News Alert

Saturday 9 June 2012

Health Care



How to make sure you're drinking pure water

A study of 29 USA cities' water supplies uncovered all sorts of pesticides, insecticides, and herbicides, as well as traces of prescription drugs.

Chlorine is bad enough, but much worse are its byproducts, known as disinfection byproducts or DBPs. DBPs are formed when chlorine combines with minerals and heavy metals in tap water.

Then there is this stuff called sodium fluoride, you know, to prevent cavities. It is highly toxic in large quantities and continual low dose consumption slowly makes us dumb and sick, and it is added into 70 percent of the USA's municipal water supplies.

Forget the off the shelf bottled waters. In most of those products you'll have contaminated tap water with leeched plastic petroleum by products and the endocrine mimicker BPA (Biphenol-A) to throw off your sex hormone balance.

If you don't have access to real spring water delivered in glass jugs, there are two effective approaches for purifying your drinking water: Reverse osmosis with added charcoal filtering, and Berkey type portable systems originally intended to purify contaminated stagnant water from jungle environments.

Water purification expert Robert Slovak, interviewed by Dr. Mercola a few times, recommends reverse osmosis overall other types, including distilled, ionized, or alkalized. He says if you feel the need to make your water more alkaline, add a pinch of bicarbonate of soda. It's cheaper.

Distilled water used consistently will leech vital minerals out of your body. But it's a good base for natural medicines or tinctures. Reverse osmosis does remove a good deal of important minerals but they can be restored simply with a few drops of liquid mineral solutions (available at health food stores) and/or pure sea salt.

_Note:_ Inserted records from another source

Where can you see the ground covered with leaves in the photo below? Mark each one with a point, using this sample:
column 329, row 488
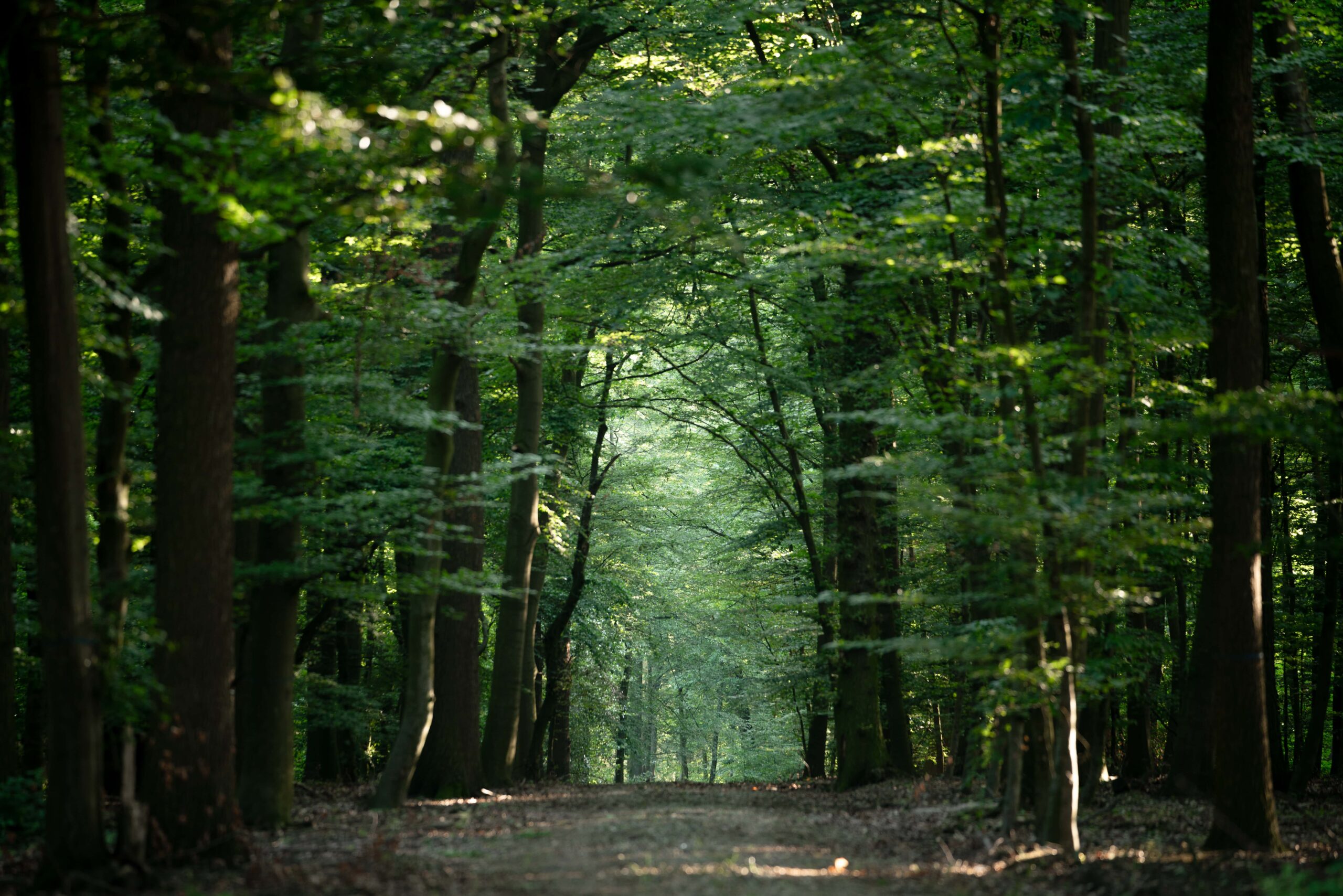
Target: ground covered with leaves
column 923, row 837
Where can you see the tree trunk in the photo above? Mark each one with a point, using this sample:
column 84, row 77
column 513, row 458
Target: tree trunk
column 1013, row 761
column 895, row 719
column 322, row 761
column 450, row 765
column 1311, row 751
column 1282, row 774
column 560, row 679
column 514, row 672
column 622, row 730
column 1139, row 761
column 70, row 671
column 1244, row 813
column 34, row 701
column 112, row 475
column 859, row 737
column 8, row 637
column 421, row 602
column 1337, row 742
column 190, row 790
column 555, row 640
column 267, row 684
column 1310, row 197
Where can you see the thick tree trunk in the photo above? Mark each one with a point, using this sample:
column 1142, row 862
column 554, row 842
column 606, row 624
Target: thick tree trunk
column 421, row 601
column 859, row 737
column 1192, row 754
column 422, row 610
column 515, row 672
column 267, row 680
column 555, row 640
column 1310, row 754
column 1244, row 813
column 450, row 765
column 70, row 671
column 1308, row 197
column 190, row 758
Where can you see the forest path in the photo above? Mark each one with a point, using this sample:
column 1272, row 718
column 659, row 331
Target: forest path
column 629, row 839
column 907, row 837
column 667, row 839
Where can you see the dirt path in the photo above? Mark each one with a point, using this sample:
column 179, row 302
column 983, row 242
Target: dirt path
column 639, row 839
column 907, row 837
column 676, row 840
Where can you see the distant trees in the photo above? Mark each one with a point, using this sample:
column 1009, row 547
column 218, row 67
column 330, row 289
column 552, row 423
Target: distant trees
column 922, row 391
column 190, row 786
column 69, row 660
column 1243, row 794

But reverse osmosis, coupled with charcoal filtration is accessible and works to remove almost all chemical contaminants and most of the fluorine. Filters alone don't remove any fluorides.

The least expensive reverse osmosis is available at all health food stores and even most non-organic grocery stores for 25 to 50 cents a gallon.

Take a moment to examine the diagrammed flow chart on a water dispensing machine. Look for cycles labeled charcoal filtering and reverse osmosis. Bingo, there you have the least expensive effective water purification available to refill your containers.

There are household reverse osmosis/charcoal systems that are expensive, and under the sink systems that are considerably less expensive.

The major difference is with the household system, you purify bath and shower water. Under the sink will take care of your drinking and cooking water. Yes, cooking water. Boiling does not remove fluorides or heavy metals. Berkey type systems don't require electricity.